RAK Ceramics continued to invest in upgrading of machines and the installation of co-gen and heat recovery systems to reduce the consumption of gas and power.
Reported net profit for the quarter was AED 55.1 million compared to AED 113.2 million in Q2 2017, however net profit in Q2 2017 included AED 34.8 million of net extraordinary gain from the sale of RAK Warehouse.
Net profit was also impacted by an increase in energy costs, foreign exchange losses, general and distribution expenses and investments in Saudi Arabian entities, brand building expenses in India and in the US for the tableware business.
The company stays committed to its Value Creation Plan, and continued improvement in operational efficiencies has offset the increase in costs and contributed to gross margins.

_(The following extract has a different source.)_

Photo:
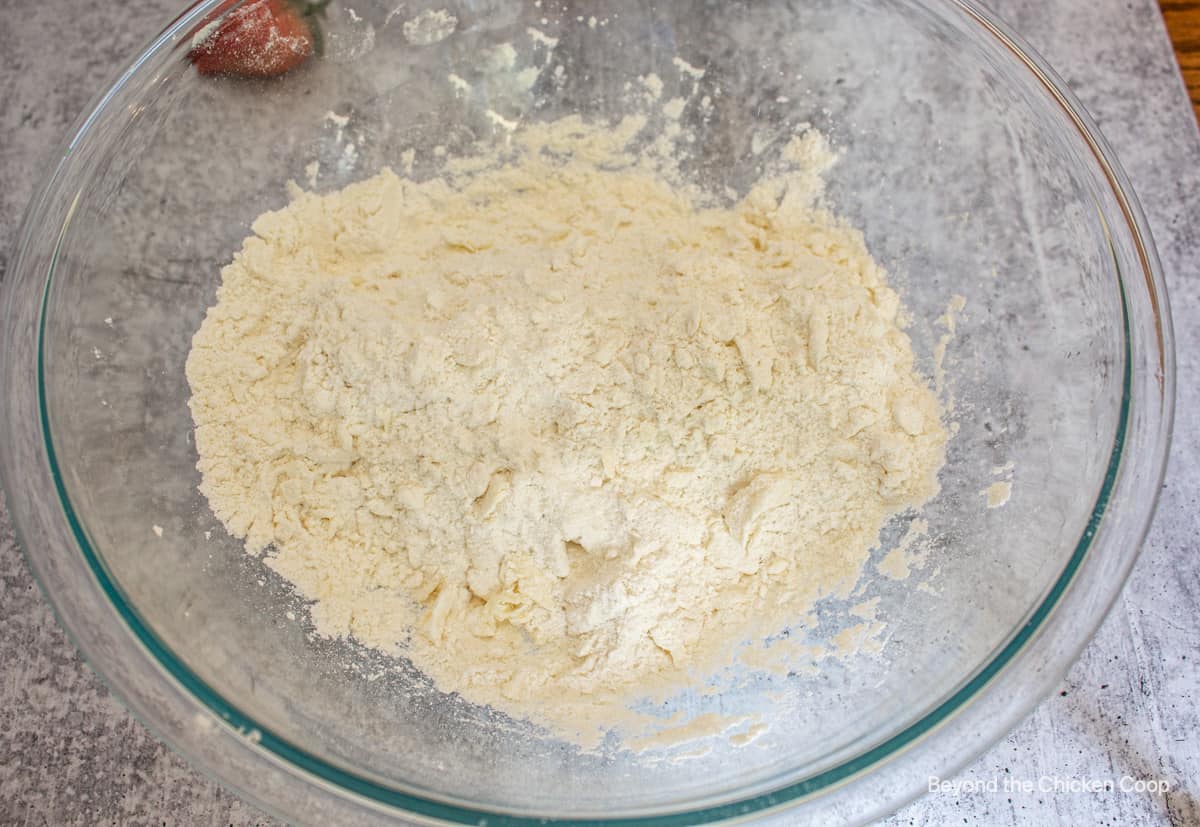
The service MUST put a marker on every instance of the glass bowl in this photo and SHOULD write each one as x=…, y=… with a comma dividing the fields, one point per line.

Stable core business performance
RAK Ceramics’ core revenue grew by 2.6% year on year, led by strong sales in the UAE and India, as well as strong performance by the tableware business driven by growth in Europe and the US markets.
Tile and sanitaryware revenues in the United Arab Emirates, Saudi Arabia, India and Europe increased by 2.7%, 17.2%, 2.2% and 6.0% respectively year on year.
Core gross profit margins reached an all-time high of 34.7%, increasing by 50bps year on year. Total gross profit margins also reached an all-time high by increasing 110bps to 34.4%.
Core EBITDA decreased by 16.9% to AED 107m compared to Q2 2017 with margins of 15.8%, and reported net profit decreased by 15.7% to AED 55.1m quarter on quarter.
The business in India witnessed a gradual turnaround this quarter. There is an expansion as well as a green-field project at Morbi underway, both due to begin commercial production by the end of the year.
Sanitaryware revenues in India increased by 12.9% year on year and tile revenues increased 1.7% year on year.
In line with the company's strategic focus on divesting non-core and non-performing operations, non-core revenue contribution in Q2 2018 represents 5.7% of total revenue due to the discontinuation of the company's rough grading business.
Abdallah Massaad, Group CEO, RAK Ceramics commented
“Our performance this quarter was stable and in line with expectations. Tile and sanitaryware sales were strong in the UAE, Saudi Arabia, India and Europe. Our tableware business has performed well, driven by growth in the US market and the taps and faucets business has also shown growth in the UAE and Europe.
Looking ahead to the remainder of the year, we are optimistic about our ability to execute on our Value Creation Plan, increase our profitability in core and value markets, drive product innovation and to optimise our production.”